Richard Smith pointed the revolver at his temple. "So that's it. I'm supposed to go through with it."

"That's not what – look I don't care if you pull the trigger or not. That's completely up to you. Frankly, if you could just make this decision quickly, I would love to get back to work."

Just then, the door burst open and a tall man in a sharp business suit entered the room, followed by a much shorter, younger girl with a mischievous sparkle in her eye and something apparently valuable in her hands. Theda spotted a gun hidden in a shoulder holster and a mic in his sleeve. "Sir," he barked, "this intruder was found in the Conference Room."
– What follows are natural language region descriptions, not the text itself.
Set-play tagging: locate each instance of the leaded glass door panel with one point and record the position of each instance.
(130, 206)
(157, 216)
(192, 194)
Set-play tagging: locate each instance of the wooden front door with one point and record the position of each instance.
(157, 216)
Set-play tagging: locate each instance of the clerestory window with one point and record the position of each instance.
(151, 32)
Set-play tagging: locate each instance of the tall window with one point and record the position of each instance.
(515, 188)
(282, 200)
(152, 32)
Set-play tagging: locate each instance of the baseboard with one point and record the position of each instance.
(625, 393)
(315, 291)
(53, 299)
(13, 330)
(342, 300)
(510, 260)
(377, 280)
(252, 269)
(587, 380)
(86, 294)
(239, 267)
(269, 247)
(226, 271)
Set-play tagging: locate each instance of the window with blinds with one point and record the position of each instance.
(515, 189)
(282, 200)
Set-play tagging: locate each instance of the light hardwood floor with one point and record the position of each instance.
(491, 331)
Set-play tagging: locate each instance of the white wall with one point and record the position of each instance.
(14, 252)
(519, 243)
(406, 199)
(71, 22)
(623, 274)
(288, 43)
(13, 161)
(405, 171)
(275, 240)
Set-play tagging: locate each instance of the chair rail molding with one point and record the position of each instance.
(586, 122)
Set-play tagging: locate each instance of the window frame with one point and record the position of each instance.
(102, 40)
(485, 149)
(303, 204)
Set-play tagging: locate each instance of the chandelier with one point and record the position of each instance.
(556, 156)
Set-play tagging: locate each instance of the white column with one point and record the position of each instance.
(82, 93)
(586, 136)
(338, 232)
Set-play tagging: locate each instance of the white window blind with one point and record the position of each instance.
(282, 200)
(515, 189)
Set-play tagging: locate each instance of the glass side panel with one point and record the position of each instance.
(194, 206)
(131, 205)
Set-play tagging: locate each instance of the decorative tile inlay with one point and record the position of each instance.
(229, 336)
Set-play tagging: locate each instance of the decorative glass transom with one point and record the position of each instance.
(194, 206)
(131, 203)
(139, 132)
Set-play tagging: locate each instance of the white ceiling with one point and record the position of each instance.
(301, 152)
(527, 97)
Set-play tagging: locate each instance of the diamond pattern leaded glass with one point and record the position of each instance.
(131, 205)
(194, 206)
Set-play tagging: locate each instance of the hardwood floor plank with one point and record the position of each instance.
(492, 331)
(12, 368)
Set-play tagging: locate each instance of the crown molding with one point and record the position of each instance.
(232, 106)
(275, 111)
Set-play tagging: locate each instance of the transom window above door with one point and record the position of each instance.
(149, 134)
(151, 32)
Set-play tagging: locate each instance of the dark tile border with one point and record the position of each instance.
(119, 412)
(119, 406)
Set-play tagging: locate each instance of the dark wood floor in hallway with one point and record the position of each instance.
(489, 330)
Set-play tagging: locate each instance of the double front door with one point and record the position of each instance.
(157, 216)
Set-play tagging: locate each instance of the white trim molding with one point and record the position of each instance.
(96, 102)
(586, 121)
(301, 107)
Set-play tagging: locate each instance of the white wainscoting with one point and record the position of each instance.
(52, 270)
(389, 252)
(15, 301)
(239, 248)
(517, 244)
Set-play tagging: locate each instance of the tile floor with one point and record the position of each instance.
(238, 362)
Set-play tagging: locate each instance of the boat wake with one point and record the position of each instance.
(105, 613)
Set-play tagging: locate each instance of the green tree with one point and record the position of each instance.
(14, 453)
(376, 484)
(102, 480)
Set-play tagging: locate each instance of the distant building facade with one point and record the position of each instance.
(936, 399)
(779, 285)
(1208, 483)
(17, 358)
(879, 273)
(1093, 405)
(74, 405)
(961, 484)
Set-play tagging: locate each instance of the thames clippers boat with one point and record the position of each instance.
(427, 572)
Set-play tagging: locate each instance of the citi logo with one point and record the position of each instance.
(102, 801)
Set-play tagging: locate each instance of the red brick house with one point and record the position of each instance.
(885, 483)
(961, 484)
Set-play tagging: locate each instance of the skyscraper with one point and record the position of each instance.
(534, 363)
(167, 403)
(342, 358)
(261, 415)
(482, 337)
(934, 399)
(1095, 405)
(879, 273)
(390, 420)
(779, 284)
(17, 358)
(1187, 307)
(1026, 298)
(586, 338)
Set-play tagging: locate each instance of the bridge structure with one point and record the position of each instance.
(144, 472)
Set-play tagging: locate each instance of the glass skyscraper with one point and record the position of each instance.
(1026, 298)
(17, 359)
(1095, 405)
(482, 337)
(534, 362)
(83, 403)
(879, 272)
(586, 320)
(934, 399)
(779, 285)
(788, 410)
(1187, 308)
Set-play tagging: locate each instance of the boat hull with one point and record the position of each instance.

Theda looked at Rhee with her infamous, "You keep disappointing me," look, except this time it was more like a, "You have got to get your kleptomania under control if I'm going to keep taking to these sorts of places," look. All Rhee could do was smile and bow her head in mirth-filled remorse.

"Escort these two out," Richard Smith ordered. "Make sure they don't come back."

"Yes sir." He turned and led both women out the door. However, Rhee practically had to be dragged out by both the guard and Theda once she had seen the Picasso.

Three steps outside the office, Theda asked, "What did you have to steal this time?"

"Somebody left their Rolex behind. Somebody important I guess. . . Are those wire cutters? Dang, you cut the phone line again."

Theda chuckled, realizing that she had no guilt for her crime either.


They stopped as the guard ran back to the office to investigate the gunshot. With a sunken expression, Theda turned to her friend. "Just once, I'd like it if someone would step away from the cliff. Just once, I want a day where everyone lives. Is that too much to ask?"

By the time the pair reached the sidewalks outside, the wreckage of the taxi had been cleared away. Traffic could flow freely through the streets just in time for rush hour. An ambulance stood at the edge of the street waiting for the package it was to deliver to the hospital. A paramedic mechanically zipped up a black body bag, loaded it into the waiting ambulance, and let it drive away.

"Poor man," Rhee sighed.

"Indeed," Theda agreed, "but I feel even sorrier for his wife. She has three children to feed and only one leg."

"I know this, Rhee. No one lives a simple life. No one dies a simple death. No one has a choice whether they will die or not. But no one has to give up either."

Rhee continued to stare at the passing scenes as the train flew through the city. "Wait, I'm confused."

"Not surprising."

"How did you even get on this topic? Is this about that obit you read yesterday? Geez, Theda, you're weird."

"Look at this." She passed Rhee a newspaper open to the obituaries.

Richard Smith
Dear Husband, Father, and Friend
He died how he lived:
Simple and Happy

"Yet more proof that the living know nothing about the dead," Theda concluded.

"No. More proof that you should write your own obituary so no one with a cheap budget writes it for you." Rhee returned the paper, turned over in her seat, and fell asleep.